Subtle Mods and Custom Metalwork Complement the Chopped Top on the Goodguys Giveaway 1932 Ford Coupe
Last month we showed you how the team at Streamline Custom Designs chopped the top on the 2024 Goodguys Giveaway 1932 Ford five-window coupe. It was a milestone event for this in-the-works hot rod that will be unveiled this summer, but it was far from the only metalwork to be done on the body. While the Streamline team had the benefit of starting with fresh no-rust reproduction sheet metal from United Pacific, there was still plenty of fine tuning required to get the body just right, plus some subtle mods they wanted to perform to give the Deuce a truly distinctive look that corresponds with the Eric Black rendering.
Some of the metalwork was basic, necessary car-building stuff, like fabricating floor panels and crafting a custom transmission tunnel to cover the Bowler Tru-Street 4R70W transmission. They also built a custom sub-floor structure in the trunk area, which will raise the floor to accommodate the raised rear spring crossmember. Ahead of that is custom bracing between the trunk and interior, which will eventually support removable panels for the engine ECU and other electronics.
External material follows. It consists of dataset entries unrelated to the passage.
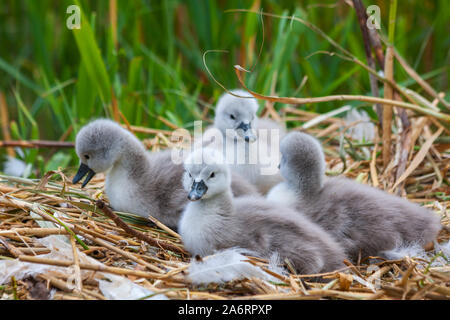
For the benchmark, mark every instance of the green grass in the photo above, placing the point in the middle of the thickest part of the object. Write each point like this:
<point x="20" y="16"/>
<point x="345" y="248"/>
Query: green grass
<point x="55" y="78"/>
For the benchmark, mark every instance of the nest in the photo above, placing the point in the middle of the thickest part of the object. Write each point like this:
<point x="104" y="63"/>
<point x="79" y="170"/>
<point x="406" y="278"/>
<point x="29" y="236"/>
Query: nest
<point x="151" y="255"/>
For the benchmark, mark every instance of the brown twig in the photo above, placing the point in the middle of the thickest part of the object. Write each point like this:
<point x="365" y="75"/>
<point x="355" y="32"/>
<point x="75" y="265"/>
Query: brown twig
<point x="141" y="236"/>
<point x="362" y="18"/>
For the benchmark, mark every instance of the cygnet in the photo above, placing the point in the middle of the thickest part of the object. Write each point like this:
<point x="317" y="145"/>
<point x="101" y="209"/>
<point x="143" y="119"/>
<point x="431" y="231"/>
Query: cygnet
<point x="214" y="220"/>
<point x="249" y="144"/>
<point x="137" y="181"/>
<point x="362" y="218"/>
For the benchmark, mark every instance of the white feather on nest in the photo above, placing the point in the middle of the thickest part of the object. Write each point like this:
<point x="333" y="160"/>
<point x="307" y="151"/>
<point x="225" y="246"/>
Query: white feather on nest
<point x="227" y="265"/>
<point x="416" y="251"/>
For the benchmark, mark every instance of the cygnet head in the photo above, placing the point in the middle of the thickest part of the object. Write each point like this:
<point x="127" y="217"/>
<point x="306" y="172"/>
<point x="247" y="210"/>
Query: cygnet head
<point x="236" y="117"/>
<point x="206" y="174"/>
<point x="99" y="145"/>
<point x="302" y="161"/>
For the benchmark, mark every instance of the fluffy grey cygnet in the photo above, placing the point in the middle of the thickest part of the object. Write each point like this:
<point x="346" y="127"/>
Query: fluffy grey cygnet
<point x="137" y="181"/>
<point x="247" y="139"/>
<point x="360" y="217"/>
<point x="214" y="220"/>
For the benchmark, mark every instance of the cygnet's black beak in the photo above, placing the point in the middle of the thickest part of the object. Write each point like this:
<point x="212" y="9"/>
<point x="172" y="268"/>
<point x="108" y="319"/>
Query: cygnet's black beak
<point x="247" y="132"/>
<point x="82" y="171"/>
<point x="198" y="190"/>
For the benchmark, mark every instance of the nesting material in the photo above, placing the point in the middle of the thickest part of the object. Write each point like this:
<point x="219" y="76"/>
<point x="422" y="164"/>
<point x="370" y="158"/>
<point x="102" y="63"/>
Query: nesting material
<point x="165" y="272"/>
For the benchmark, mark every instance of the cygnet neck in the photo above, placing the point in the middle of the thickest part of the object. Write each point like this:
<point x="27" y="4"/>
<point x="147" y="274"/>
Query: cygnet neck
<point x="220" y="203"/>
<point x="307" y="185"/>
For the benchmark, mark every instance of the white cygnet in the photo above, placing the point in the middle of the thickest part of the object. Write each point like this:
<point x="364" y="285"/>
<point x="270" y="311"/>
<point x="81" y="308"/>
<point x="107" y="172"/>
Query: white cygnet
<point x="362" y="218"/>
<point x="250" y="144"/>
<point x="137" y="181"/>
<point x="214" y="220"/>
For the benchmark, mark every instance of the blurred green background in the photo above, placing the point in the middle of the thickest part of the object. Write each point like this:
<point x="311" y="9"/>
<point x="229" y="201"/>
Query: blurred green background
<point x="146" y="57"/>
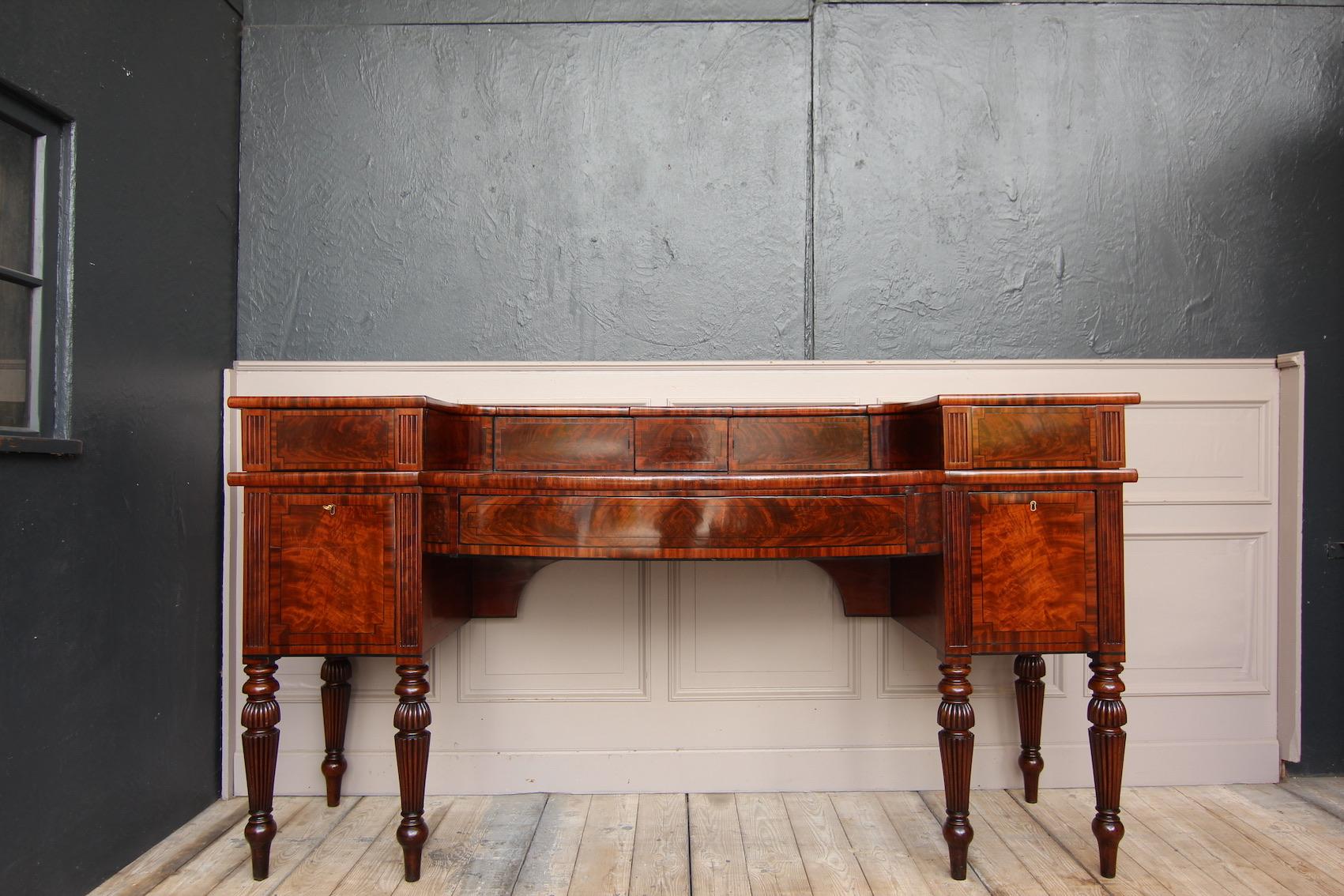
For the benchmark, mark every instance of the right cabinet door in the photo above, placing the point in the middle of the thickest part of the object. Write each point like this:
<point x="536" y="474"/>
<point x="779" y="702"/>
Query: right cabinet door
<point x="1033" y="571"/>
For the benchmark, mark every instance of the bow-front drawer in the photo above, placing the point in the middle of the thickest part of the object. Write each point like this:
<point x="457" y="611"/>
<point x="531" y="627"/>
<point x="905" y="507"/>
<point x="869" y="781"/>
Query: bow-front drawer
<point x="634" y="525"/>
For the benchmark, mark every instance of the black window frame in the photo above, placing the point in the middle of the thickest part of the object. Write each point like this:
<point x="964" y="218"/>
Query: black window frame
<point x="49" y="429"/>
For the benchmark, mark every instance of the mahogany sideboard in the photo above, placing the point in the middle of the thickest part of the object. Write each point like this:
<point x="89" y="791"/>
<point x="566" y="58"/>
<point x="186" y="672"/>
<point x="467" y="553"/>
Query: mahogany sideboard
<point x="984" y="523"/>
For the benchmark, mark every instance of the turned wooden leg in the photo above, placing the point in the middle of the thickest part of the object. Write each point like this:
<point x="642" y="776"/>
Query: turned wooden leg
<point x="335" y="711"/>
<point x="954" y="746"/>
<point x="261" y="746"/>
<point x="1106" y="736"/>
<point x="412" y="721"/>
<point x="1031" y="698"/>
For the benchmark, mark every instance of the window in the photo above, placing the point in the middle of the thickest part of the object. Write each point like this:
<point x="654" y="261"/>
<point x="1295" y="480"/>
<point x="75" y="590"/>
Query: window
<point x="34" y="281"/>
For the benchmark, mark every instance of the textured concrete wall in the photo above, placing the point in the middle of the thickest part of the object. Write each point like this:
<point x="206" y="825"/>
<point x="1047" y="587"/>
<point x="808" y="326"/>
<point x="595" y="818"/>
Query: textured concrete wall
<point x="1045" y="182"/>
<point x="868" y="180"/>
<point x="536" y="192"/>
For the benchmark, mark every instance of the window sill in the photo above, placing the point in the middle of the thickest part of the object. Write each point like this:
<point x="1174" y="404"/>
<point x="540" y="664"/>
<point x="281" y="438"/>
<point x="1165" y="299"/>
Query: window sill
<point x="40" y="445"/>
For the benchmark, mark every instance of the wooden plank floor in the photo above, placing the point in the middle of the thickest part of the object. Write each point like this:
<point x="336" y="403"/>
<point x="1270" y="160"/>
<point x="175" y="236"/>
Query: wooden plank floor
<point x="1184" y="841"/>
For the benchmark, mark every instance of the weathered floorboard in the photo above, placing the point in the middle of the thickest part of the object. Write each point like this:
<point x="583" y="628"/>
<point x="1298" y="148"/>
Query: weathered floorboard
<point x="1194" y="841"/>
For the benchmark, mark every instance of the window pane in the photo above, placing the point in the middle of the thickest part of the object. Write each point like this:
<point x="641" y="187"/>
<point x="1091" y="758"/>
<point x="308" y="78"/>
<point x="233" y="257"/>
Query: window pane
<point x="17" y="174"/>
<point x="15" y="352"/>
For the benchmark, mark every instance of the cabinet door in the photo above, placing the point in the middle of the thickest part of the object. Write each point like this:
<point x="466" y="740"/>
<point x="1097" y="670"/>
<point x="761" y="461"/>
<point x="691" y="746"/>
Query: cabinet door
<point x="1033" y="571"/>
<point x="332" y="571"/>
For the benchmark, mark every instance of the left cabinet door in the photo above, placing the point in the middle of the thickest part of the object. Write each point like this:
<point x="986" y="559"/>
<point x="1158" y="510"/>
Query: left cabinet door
<point x="322" y="573"/>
Other mods were more aesthetic, specifically some of the subtle alterations on the fenders. The front fenders were extended 1/2-inch by adding a section at the rear, where the fender meets the running board. This stretches the front just slightly, and better centers the front wheels in the fender arches. The rear fenders were shortened 3-inches to visually lighten up the rear, and custom frame horn covers were fabricated to give the back end a tidier look. The fuel tank came from Tanks, Inc., and was tucked up tighter to the body and the frame rails were shortened and raised.
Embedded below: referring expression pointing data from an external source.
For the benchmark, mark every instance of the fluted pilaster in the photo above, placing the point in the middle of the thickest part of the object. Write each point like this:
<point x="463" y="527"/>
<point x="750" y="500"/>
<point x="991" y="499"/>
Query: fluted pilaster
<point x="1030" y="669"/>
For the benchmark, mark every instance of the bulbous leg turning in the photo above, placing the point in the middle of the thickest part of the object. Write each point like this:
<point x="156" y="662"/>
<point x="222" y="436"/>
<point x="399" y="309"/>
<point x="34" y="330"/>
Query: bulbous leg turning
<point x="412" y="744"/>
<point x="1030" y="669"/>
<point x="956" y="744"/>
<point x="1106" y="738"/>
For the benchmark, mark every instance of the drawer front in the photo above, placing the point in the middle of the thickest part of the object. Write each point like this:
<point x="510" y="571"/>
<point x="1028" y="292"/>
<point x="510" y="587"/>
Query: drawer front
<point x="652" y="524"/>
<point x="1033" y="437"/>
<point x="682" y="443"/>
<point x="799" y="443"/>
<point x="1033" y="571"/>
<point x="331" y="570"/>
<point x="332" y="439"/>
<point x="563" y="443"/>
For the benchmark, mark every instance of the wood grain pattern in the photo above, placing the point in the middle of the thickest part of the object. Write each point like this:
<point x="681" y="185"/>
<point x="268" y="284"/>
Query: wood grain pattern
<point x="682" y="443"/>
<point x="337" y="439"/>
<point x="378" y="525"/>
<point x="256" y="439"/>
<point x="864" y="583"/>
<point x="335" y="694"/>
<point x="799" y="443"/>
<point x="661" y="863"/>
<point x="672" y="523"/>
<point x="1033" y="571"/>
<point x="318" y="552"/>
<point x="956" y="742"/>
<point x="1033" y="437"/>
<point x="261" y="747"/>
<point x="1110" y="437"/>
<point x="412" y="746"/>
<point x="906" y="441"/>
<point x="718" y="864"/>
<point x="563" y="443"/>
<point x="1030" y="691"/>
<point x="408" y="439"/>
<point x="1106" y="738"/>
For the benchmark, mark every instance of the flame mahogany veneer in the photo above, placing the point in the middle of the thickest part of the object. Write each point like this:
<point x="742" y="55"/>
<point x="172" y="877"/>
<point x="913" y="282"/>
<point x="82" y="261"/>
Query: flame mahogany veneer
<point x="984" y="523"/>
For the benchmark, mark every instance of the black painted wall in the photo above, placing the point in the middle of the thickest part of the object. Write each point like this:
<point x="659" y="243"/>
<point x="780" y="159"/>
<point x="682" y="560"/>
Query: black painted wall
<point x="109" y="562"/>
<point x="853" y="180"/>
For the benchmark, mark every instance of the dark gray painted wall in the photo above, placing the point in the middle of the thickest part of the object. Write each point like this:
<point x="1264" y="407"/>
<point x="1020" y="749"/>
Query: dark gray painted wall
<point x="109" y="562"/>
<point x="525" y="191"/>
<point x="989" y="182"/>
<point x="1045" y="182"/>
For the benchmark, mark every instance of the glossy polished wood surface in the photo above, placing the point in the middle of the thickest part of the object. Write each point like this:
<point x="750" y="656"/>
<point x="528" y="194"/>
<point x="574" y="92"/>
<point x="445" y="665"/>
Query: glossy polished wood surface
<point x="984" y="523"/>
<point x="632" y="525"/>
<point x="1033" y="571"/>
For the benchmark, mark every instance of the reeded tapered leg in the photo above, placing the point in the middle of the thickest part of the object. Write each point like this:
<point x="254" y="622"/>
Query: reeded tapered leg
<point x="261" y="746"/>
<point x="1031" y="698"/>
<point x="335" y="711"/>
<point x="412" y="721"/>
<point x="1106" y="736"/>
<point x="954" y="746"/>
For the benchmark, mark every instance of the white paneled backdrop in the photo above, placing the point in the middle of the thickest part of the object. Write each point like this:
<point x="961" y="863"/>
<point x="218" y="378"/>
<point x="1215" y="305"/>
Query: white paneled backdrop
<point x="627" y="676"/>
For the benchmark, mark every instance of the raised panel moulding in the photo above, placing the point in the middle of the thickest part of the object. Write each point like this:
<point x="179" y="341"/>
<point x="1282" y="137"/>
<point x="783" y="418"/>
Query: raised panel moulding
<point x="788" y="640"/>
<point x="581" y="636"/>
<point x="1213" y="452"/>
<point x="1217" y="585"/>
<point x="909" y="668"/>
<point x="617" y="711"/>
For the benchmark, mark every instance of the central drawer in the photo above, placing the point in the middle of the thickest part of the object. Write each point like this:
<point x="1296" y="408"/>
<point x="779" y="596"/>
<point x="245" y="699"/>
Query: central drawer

Back up front, there has also been a lot of attention paid to fitting the Rootlieb hood. This is Rootlieb’s Henry 25 Louver hood assembly that is one of the defining elements of the car. And while all the parts – body, hood, fenders, and grille shell – are high quality, anyone who has built an early Ford will tell you there are many hours involved in fitting everything together just right so the body lines, gaps, and panels all fit and flow well. The team also filled the cowl vent, since a Vintage Air system will be mounted under the cowl behind the dash.
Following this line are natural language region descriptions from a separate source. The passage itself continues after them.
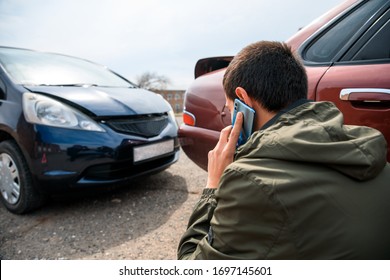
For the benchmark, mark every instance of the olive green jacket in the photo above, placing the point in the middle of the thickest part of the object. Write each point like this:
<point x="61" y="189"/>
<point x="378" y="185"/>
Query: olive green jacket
<point x="305" y="187"/>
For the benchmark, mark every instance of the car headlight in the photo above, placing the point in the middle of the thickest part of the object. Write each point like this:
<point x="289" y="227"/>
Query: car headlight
<point x="44" y="110"/>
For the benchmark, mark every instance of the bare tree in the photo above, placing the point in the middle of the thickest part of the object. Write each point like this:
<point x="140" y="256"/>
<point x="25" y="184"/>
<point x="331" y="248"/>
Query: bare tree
<point x="152" y="81"/>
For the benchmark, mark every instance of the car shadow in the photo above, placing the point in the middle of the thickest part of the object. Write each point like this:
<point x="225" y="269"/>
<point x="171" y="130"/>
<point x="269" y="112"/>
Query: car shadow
<point x="79" y="225"/>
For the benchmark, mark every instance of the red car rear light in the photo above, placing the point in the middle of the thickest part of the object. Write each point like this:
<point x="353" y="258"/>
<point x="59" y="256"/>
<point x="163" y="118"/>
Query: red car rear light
<point x="188" y="118"/>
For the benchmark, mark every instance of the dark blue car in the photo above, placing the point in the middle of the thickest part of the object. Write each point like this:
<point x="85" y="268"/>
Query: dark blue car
<point x="68" y="123"/>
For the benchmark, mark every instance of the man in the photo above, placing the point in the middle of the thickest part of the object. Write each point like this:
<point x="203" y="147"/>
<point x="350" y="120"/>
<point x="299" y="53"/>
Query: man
<point x="304" y="186"/>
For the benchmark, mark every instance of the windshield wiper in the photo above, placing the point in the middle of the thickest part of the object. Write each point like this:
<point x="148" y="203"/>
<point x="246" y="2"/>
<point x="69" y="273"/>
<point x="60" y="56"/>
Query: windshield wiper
<point x="63" y="85"/>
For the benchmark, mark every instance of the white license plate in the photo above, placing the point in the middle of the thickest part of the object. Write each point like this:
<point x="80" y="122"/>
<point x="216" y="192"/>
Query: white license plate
<point x="151" y="151"/>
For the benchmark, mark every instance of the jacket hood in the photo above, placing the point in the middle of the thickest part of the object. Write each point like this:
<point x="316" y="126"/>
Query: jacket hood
<point x="314" y="133"/>
<point x="106" y="101"/>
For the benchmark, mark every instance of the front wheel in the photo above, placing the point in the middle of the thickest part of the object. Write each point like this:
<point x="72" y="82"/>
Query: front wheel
<point x="18" y="193"/>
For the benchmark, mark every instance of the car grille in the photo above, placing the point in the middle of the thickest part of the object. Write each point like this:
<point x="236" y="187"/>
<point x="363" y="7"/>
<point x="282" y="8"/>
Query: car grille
<point x="146" y="126"/>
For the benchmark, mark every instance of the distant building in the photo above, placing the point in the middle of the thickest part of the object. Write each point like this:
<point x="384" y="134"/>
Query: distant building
<point x="174" y="97"/>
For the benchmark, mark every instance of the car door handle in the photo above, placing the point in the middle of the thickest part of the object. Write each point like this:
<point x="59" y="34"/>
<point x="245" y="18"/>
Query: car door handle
<point x="365" y="94"/>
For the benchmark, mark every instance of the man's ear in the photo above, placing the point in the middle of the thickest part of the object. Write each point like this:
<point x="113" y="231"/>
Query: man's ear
<point x="243" y="95"/>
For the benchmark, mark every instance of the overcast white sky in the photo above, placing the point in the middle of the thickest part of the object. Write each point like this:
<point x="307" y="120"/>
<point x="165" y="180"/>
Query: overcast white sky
<point x="166" y="37"/>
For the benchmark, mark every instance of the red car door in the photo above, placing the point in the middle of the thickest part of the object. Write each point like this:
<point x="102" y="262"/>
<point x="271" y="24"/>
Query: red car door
<point x="359" y="83"/>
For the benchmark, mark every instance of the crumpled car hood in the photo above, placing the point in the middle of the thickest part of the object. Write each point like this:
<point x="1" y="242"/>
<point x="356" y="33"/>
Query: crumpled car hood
<point x="105" y="101"/>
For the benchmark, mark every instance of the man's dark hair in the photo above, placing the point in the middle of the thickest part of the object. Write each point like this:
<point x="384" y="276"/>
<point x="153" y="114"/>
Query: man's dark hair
<point x="270" y="72"/>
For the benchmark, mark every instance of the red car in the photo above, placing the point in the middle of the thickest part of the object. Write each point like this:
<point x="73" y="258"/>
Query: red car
<point x="346" y="53"/>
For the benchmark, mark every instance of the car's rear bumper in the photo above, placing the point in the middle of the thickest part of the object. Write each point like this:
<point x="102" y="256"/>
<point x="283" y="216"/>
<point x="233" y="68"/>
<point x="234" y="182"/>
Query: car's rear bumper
<point x="196" y="142"/>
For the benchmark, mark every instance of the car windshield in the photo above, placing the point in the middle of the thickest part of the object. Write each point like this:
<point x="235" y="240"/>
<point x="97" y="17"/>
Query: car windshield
<point x="36" y="68"/>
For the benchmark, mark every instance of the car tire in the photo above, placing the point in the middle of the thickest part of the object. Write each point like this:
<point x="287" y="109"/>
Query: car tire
<point x="18" y="193"/>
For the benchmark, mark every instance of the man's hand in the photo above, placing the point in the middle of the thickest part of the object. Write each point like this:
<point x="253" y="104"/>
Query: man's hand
<point x="223" y="153"/>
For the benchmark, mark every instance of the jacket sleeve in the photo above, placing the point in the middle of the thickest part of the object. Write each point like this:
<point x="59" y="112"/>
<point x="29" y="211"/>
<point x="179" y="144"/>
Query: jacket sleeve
<point x="247" y="222"/>
<point x="198" y="225"/>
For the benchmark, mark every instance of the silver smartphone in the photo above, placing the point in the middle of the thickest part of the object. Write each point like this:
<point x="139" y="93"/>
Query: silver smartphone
<point x="249" y="116"/>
This mockup phase has also seen the fitting of other key elements, like the headlight bar from United Pacific (a 2-inch dropped unit that was lowered an additional 2-inches), and the headlights and grille insert from Speedway Motors. Look closely and you’ll also see that the Streamline team built a curved front spreader bar for the frame with a shape that flows better with the fenders, plus a custom valance built to fit around the grille and that’s rolled down to mirror the reveal line of the car.
All of these little mods and elements might be hard to pinpoint on the car when it’s finished, but they will all contribute to an overall look that’s clean, tight, and cool. And that’s exactly the appearance a high-quality hot rod should have.